Is the general idea to have a table with definition {id:uuid,created_at:timestam...

asah · on Dec 16, 2023

yes re table definition.

To answer your question, for indexing there's a couple of options: - if you know which fields you want to index, use an expression index with a regular B-tree. - if you don't know which fields you want to index, use a GIN index on the whole field.

Blogpost which covers both cases: https://scalegrid.io/blog/using-jsonb-in-postgresql-how-to-e...

That said, I generally don't bother indexing the "raw" table, but instead create a parsed+summary table that breaks out the fields I want to index into 'real' sql columns and summarizes the data to reduce the number of records. In particular, I use a partitioned table for the raw data which keeps the data-per-table tiny enough to fit in RAM, and "real time" queries just hit the latest raw table(s). For big, real-time data, I sometimes use TABLESAMPLE queries to create estimates, or triggers to do exact counting (which is what NoSQL databases do, just without the nice structure of triggers).

berkes · on Dec 17, 2023

In event sourcing, as described in DDD, the aggregate is more important. So there (also) has to be an aggregate Id, that's non-unique (one aggregate has many events).

Then, there's the optimistic locking system that you'll need if there's a lot of concurrency. For that, typically, a 'sequence' number is added. Simple, effective.

Last, you're quite often only interested in one, or a few, types when doing reporting.
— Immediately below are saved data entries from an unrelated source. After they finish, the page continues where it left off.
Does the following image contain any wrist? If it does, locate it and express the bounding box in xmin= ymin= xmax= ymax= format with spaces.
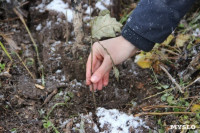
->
xmin=119 ymin=36 xmax=138 ymax=57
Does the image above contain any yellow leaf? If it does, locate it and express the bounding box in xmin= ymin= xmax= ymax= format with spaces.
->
xmin=191 ymin=104 xmax=200 ymax=112
xmin=35 ymin=84 xmax=45 ymax=90
xmin=176 ymin=34 xmax=190 ymax=47
xmin=134 ymin=53 xmax=153 ymax=69
xmin=162 ymin=35 xmax=174 ymax=46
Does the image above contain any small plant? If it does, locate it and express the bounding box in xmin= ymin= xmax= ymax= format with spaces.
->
xmin=42 ymin=117 xmax=60 ymax=133
xmin=42 ymin=91 xmax=74 ymax=133
xmin=0 ymin=63 xmax=5 ymax=72
xmin=10 ymin=128 xmax=17 ymax=133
A stringly typed 'type' column is often Good Enough.

Created at is handy, but not crucial.

So, you'll want something like

{ Id: uuid, aggregate_id: ?, sequence: Int, type: String, data: jsonb }

Querying then fetches "everything for aggregate x, ordered by sequence". Possibly limited to type X (e.g. when rebuilding a query index). But the first is what happens every time an Aggregate is hydrated (i.e. ShoppingCart::load(”acme/1337”) ) so it has to be indexed for that, primarily.